The Puhrs play a major role in keeping the church’s doors opened. Don does yardwork and other maintenance, while Mary and another volunteer produce the bi-weekly church bulletin. Mary also performs office work, including depositing weekly offerings and paying bills. In addition, she chairs fundraisers, such as the church’s annual Mardi Gras celebration – held at the Mike Onka Memorial Building, which had record attendance this past February. When asked why she volunteers so much, Mary said, “I think it’s something that needs to be done.”


A Sugar Creek Centennial Committee had planned a series of events to mark the anniversary, but the first, a display of memorabilia from the early 1900s to present, was scheduled for March and had to be canceled due to the coronavirus pandemic.


Other planned events, including the opening of a time capsule, sealed 50 years ago and an event commemorating the city’s now-closed swimming pool, are, for now, on hold.

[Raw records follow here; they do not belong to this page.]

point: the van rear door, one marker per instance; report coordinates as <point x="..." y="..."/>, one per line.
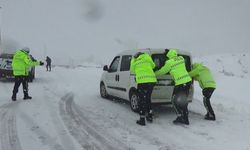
<point x="163" y="90"/>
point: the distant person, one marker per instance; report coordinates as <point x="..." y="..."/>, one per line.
<point x="175" y="65"/>
<point x="142" y="66"/>
<point x="20" y="65"/>
<point x="48" y="63"/>
<point x="203" y="75"/>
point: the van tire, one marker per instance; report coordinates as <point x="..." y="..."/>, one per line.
<point x="103" y="91"/>
<point x="133" y="101"/>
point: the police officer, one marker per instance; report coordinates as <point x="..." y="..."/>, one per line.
<point x="48" y="63"/>
<point x="20" y="65"/>
<point x="203" y="75"/>
<point x="142" y="66"/>
<point x="175" y="65"/>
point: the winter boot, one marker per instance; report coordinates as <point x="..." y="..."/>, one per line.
<point x="185" y="117"/>
<point x="141" y="121"/>
<point x="13" y="97"/>
<point x="149" y="117"/>
<point x="210" y="116"/>
<point x="180" y="120"/>
<point x="26" y="97"/>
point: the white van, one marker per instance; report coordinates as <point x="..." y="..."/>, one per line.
<point x="117" y="81"/>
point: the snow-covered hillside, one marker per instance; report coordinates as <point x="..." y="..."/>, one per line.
<point x="95" y="30"/>
<point x="66" y="112"/>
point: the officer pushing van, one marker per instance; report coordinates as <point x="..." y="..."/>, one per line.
<point x="142" y="66"/>
<point x="175" y="65"/>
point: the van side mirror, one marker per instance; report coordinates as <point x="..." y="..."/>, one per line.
<point x="105" y="68"/>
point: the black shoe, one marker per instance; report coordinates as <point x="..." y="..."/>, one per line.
<point x="181" y="120"/>
<point x="13" y="98"/>
<point x="209" y="116"/>
<point x="141" y="122"/>
<point x="149" y="117"/>
<point x="27" y="97"/>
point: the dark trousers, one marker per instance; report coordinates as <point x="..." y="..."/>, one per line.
<point x="144" y="91"/>
<point x="48" y="67"/>
<point x="18" y="81"/>
<point x="207" y="93"/>
<point x="179" y="99"/>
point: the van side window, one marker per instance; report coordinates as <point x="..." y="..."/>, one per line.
<point x="159" y="60"/>
<point x="187" y="62"/>
<point x="114" y="65"/>
<point x="125" y="63"/>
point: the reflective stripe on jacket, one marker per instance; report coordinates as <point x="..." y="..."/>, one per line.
<point x="176" y="67"/>
<point x="21" y="63"/>
<point x="143" y="67"/>
<point x="203" y="75"/>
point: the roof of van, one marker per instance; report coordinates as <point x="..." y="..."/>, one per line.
<point x="151" y="51"/>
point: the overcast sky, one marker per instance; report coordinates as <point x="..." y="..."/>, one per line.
<point x="96" y="30"/>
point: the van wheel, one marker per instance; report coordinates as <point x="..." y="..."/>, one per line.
<point x="103" y="91"/>
<point x="134" y="101"/>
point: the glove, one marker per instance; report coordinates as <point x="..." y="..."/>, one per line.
<point x="41" y="63"/>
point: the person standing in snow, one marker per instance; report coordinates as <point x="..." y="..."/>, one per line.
<point x="48" y="63"/>
<point x="175" y="65"/>
<point x="203" y="75"/>
<point x="20" y="65"/>
<point x="142" y="66"/>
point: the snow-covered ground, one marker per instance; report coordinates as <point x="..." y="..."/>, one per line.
<point x="67" y="113"/>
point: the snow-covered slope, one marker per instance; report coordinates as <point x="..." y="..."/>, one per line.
<point x="66" y="112"/>
<point x="97" y="29"/>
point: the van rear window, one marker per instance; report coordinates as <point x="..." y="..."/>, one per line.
<point x="160" y="59"/>
<point x="125" y="63"/>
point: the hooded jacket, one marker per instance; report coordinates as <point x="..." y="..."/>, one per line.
<point x="21" y="63"/>
<point x="175" y="65"/>
<point x="203" y="75"/>
<point x="142" y="67"/>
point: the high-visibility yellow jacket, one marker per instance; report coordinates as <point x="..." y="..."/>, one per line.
<point x="143" y="67"/>
<point x="175" y="65"/>
<point x="21" y="63"/>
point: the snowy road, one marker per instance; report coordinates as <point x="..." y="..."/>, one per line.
<point x="66" y="112"/>
<point x="8" y="130"/>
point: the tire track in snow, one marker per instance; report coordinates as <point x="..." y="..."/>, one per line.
<point x="85" y="132"/>
<point x="8" y="131"/>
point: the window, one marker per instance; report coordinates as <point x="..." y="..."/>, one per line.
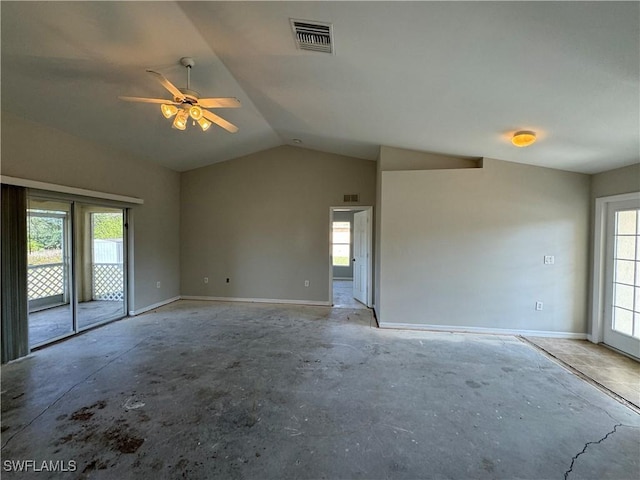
<point x="341" y="248"/>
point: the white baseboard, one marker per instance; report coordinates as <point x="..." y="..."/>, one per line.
<point x="257" y="300"/>
<point x="133" y="313"/>
<point x="484" y="330"/>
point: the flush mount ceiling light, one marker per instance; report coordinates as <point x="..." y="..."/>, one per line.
<point x="188" y="104"/>
<point x="523" y="138"/>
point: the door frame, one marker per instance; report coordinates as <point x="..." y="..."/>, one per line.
<point x="599" y="287"/>
<point x="353" y="208"/>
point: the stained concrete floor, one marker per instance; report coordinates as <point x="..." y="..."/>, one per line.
<point x="205" y="390"/>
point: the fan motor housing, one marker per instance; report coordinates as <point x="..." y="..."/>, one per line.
<point x="191" y="96"/>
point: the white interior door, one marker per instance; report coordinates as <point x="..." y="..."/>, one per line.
<point x="622" y="294"/>
<point x="362" y="257"/>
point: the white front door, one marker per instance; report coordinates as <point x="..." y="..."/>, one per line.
<point x="362" y="256"/>
<point x="622" y="294"/>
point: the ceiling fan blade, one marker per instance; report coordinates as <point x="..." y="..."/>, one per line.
<point x="147" y="100"/>
<point x="177" y="94"/>
<point x="220" y="102"/>
<point x="221" y="122"/>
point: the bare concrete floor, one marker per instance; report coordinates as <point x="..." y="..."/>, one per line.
<point x="343" y="295"/>
<point x="205" y="390"/>
<point x="612" y="370"/>
<point x="52" y="323"/>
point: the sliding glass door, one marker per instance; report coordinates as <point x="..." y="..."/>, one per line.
<point x="76" y="269"/>
<point x="49" y="281"/>
<point x="100" y="256"/>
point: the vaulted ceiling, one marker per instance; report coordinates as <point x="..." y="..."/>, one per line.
<point x="452" y="78"/>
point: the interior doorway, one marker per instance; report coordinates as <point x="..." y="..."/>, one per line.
<point x="351" y="256"/>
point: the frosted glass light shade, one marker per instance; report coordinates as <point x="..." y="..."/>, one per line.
<point x="523" y="138"/>
<point x="168" y="110"/>
<point x="195" y="112"/>
<point x="204" y="124"/>
<point x="180" y="122"/>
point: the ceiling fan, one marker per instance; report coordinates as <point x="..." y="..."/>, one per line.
<point x="187" y="103"/>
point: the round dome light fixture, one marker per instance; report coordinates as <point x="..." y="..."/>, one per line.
<point x="523" y="138"/>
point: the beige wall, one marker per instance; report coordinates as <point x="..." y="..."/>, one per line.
<point x="263" y="221"/>
<point x="36" y="152"/>
<point x="465" y="248"/>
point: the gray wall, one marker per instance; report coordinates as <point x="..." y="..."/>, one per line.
<point x="465" y="248"/>
<point x="36" y="152"/>
<point x="263" y="221"/>
<point x="615" y="182"/>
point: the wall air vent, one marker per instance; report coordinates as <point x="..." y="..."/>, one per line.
<point x="314" y="36"/>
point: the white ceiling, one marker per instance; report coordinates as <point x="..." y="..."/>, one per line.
<point x="445" y="77"/>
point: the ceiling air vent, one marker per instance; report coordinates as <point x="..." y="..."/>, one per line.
<point x="315" y="36"/>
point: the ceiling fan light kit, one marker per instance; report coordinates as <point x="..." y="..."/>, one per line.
<point x="523" y="138"/>
<point x="187" y="103"/>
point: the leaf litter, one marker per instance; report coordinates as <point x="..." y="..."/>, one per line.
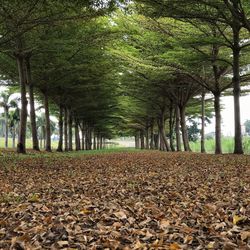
<point x="145" y="200"/>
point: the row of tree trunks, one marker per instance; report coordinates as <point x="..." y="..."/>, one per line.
<point x="160" y="141"/>
<point x="60" y="125"/>
<point x="70" y="124"/>
<point x="203" y="150"/>
<point x="21" y="146"/>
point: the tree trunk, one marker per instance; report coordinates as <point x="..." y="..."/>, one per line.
<point x="203" y="150"/>
<point x="77" y="137"/>
<point x="171" y="128"/>
<point x="163" y="140"/>
<point x="70" y="122"/>
<point x="60" y="125"/>
<point x="142" y="139"/>
<point x="47" y="123"/>
<point x="156" y="141"/>
<point x="21" y="146"/>
<point x="177" y="128"/>
<point x="152" y="135"/>
<point x="66" y="148"/>
<point x="147" y="138"/>
<point x="218" y="149"/>
<point x="238" y="149"/>
<point x="101" y="143"/>
<point x="44" y="136"/>
<point x="13" y="136"/>
<point x="6" y="114"/>
<point x="32" y="106"/>
<point x="184" y="129"/>
<point x="98" y="141"/>
<point x="83" y="137"/>
<point x="136" y="141"/>
<point x="94" y="141"/>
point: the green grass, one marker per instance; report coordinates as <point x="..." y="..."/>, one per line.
<point x="227" y="145"/>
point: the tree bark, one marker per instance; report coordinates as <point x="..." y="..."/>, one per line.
<point x="147" y="138"/>
<point x="66" y="148"/>
<point x="152" y="135"/>
<point x="177" y="128"/>
<point x="203" y="150"/>
<point x="218" y="149"/>
<point x="60" y="125"/>
<point x="77" y="137"/>
<point x="101" y="142"/>
<point x="6" y="114"/>
<point x="70" y="123"/>
<point x="184" y="128"/>
<point x="47" y="123"/>
<point x="136" y="140"/>
<point x="156" y="141"/>
<point x="238" y="148"/>
<point x="94" y="136"/>
<point x="163" y="139"/>
<point x="83" y="137"/>
<point x="13" y="136"/>
<point x="171" y="127"/>
<point x="21" y="146"/>
<point x="32" y="105"/>
<point x="142" y="139"/>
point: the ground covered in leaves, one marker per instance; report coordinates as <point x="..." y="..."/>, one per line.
<point x="136" y="200"/>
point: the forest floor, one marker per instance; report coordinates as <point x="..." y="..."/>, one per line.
<point x="124" y="200"/>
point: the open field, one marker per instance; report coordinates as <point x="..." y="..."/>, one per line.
<point x="124" y="200"/>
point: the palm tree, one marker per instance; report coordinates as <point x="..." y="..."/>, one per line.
<point x="6" y="103"/>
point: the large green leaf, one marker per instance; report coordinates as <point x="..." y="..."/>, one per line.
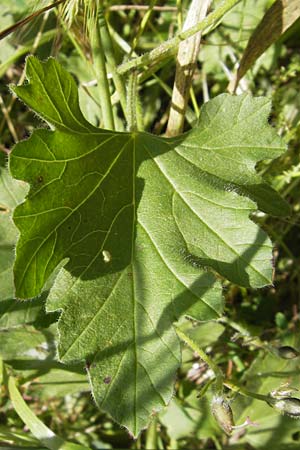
<point x="13" y="312"/>
<point x="135" y="217"/>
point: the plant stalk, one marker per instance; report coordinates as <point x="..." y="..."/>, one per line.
<point x="111" y="61"/>
<point x="170" y="47"/>
<point x="100" y="71"/>
<point x="185" y="66"/>
<point x="194" y="346"/>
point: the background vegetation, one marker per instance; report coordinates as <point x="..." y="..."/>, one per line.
<point x="245" y="342"/>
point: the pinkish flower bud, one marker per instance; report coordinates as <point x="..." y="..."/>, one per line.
<point x="222" y="412"/>
<point x="287" y="405"/>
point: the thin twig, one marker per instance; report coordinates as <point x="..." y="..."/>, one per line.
<point x="185" y="66"/>
<point x="141" y="8"/>
<point x="170" y="47"/>
<point x="27" y="19"/>
<point x="8" y="120"/>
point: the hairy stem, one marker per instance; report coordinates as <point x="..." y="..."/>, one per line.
<point x="170" y="47"/>
<point x="111" y="61"/>
<point x="240" y="390"/>
<point x="194" y="346"/>
<point x="185" y="66"/>
<point x="100" y="70"/>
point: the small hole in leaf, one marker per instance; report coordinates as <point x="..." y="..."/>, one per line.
<point x="296" y="436"/>
<point x="106" y="256"/>
<point x="107" y="380"/>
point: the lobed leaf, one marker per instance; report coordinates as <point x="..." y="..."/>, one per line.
<point x="136" y="219"/>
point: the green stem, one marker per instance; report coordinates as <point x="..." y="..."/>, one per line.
<point x="100" y="70"/>
<point x="170" y="47"/>
<point x="194" y="346"/>
<point x="240" y="390"/>
<point x="132" y="100"/>
<point x="151" y="435"/>
<point x="111" y="61"/>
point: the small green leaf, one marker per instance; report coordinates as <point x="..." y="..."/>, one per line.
<point x="135" y="218"/>
<point x="279" y="18"/>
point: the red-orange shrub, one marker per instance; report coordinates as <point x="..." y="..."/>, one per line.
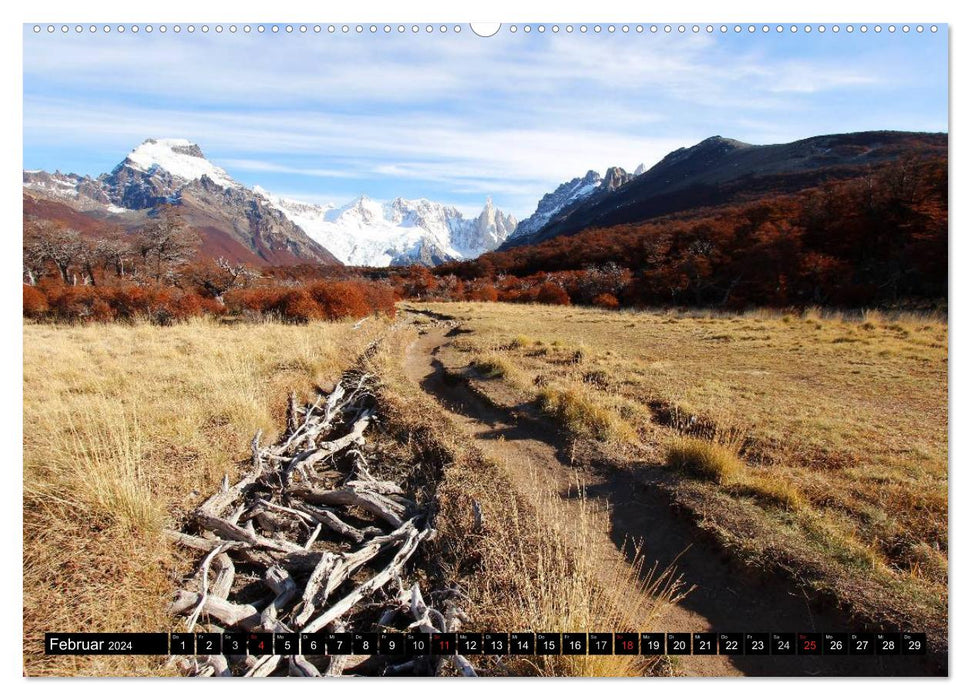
<point x="550" y="293"/>
<point x="297" y="306"/>
<point x="340" y="299"/>
<point x="606" y="301"/>
<point x="486" y="292"/>
<point x="35" y="302"/>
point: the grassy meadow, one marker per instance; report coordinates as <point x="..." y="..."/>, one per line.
<point x="126" y="427"/>
<point x="813" y="442"/>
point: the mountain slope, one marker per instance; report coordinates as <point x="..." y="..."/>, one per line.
<point x="568" y="197"/>
<point x="253" y="226"/>
<point x="232" y="221"/>
<point x="720" y="170"/>
<point x="402" y="232"/>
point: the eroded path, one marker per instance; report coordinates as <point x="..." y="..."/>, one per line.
<point x="723" y="598"/>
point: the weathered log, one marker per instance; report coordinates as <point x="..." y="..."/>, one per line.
<point x="229" y="531"/>
<point x="219" y="665"/>
<point x="374" y="503"/>
<point x="308" y="458"/>
<point x="333" y="570"/>
<point x="299" y="666"/>
<point x="330" y="520"/>
<point x="225" y="574"/>
<point x="230" y="614"/>
<point x="279" y="581"/>
<point x="394" y="567"/>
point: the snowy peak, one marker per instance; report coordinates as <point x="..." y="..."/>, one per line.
<point x="180" y="158"/>
<point x="366" y="232"/>
<point x="568" y="196"/>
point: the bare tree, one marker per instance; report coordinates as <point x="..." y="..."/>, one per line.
<point x="216" y="277"/>
<point x="115" y="253"/>
<point x="47" y="243"/>
<point x="165" y="246"/>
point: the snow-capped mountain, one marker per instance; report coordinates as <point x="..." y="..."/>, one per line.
<point x="232" y="221"/>
<point x="401" y="232"/>
<point x="569" y="195"/>
<point x="252" y="224"/>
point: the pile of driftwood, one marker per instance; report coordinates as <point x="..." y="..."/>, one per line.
<point x="309" y="540"/>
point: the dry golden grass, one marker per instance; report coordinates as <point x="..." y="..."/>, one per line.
<point x="538" y="564"/>
<point x="583" y="415"/>
<point x="839" y="420"/>
<point x="125" y="429"/>
<point x="706" y="459"/>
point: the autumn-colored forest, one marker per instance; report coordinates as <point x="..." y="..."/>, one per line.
<point x="876" y="239"/>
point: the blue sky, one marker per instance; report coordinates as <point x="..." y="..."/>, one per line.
<point x="455" y="117"/>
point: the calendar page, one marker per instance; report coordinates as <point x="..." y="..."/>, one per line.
<point x="393" y="349"/>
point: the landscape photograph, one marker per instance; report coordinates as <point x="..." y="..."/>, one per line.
<point x="536" y="350"/>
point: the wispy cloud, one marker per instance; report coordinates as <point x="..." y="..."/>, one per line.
<point x="455" y="117"/>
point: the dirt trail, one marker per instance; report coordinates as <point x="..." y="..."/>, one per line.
<point x="723" y="599"/>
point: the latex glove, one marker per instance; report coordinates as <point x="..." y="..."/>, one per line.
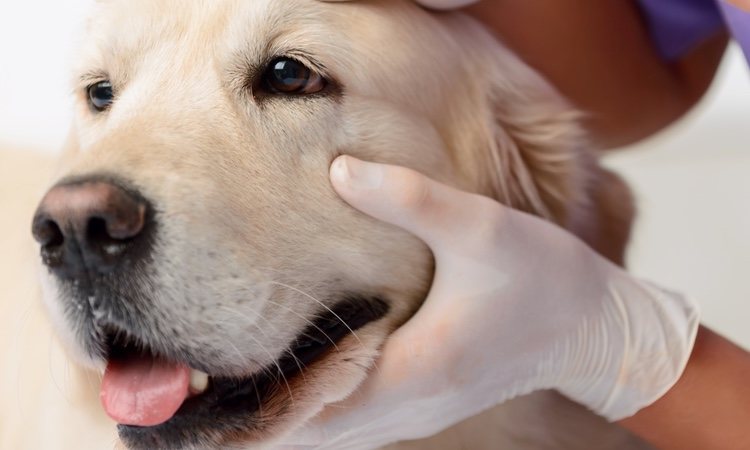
<point x="517" y="305"/>
<point x="433" y="4"/>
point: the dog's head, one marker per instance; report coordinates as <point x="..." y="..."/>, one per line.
<point x="193" y="229"/>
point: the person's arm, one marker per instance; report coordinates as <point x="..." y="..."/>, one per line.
<point x="708" y="408"/>
<point x="600" y="55"/>
<point x="518" y="305"/>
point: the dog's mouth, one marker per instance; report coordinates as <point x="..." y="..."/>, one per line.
<point x="165" y="403"/>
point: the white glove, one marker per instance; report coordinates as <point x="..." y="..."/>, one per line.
<point x="517" y="305"/>
<point x="433" y="4"/>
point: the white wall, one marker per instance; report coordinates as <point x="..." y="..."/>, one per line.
<point x="36" y="43"/>
<point x="693" y="182"/>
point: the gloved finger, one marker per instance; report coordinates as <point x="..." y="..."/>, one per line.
<point x="433" y="4"/>
<point x="432" y="211"/>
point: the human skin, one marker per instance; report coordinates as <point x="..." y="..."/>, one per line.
<point x="709" y="407"/>
<point x="600" y="55"/>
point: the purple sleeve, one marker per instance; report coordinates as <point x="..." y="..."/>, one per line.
<point x="738" y="22"/>
<point x="677" y="26"/>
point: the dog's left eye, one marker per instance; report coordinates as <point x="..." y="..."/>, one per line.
<point x="290" y="77"/>
<point x="101" y="95"/>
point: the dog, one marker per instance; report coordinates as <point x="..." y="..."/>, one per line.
<point x="190" y="238"/>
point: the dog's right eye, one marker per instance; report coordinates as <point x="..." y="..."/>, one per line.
<point x="101" y="95"/>
<point x="288" y="76"/>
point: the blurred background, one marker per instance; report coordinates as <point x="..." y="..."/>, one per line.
<point x="692" y="182"/>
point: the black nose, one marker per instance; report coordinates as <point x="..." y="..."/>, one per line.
<point x="89" y="227"/>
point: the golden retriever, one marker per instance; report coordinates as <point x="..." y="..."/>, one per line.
<point x="190" y="226"/>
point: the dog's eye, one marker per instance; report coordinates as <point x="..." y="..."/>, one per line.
<point x="290" y="77"/>
<point x="101" y="95"/>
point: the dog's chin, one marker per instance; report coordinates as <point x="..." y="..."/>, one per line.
<point x="231" y="410"/>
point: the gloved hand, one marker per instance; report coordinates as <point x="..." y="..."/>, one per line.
<point x="433" y="4"/>
<point x="517" y="305"/>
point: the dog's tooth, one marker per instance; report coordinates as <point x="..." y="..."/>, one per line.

More information will be released later.


In addition, the Slavic Festival, started by the church and eventually taken over as a city event for the past 35 years, also has been canceled this year due to the virus. Debbie Ray, who chairs the festival, said the city may instead host a smaller event in the fall. Attendance and vendors have fallen in the past few years.


“Hopefully we’ll get some new businesses and things will be more productive,” Ray said.


While many in the older generation worry about Sugar Creek’s future, some feel the city is well-positioned.


“There are developers around who are interested in projects,” said Salva, giving a nod to his economic development involvement, which has led to several new homes being built in the northwest corner of the city.


Salva, like other descendants of original immigrants, is determined to fight for the future. He’s also encouraged by the progress already made.


“It’s sad we’re losing the older generation … but there are plenty of younger people interested in Sugar Creek,” he said. “I think it will continue to survive.”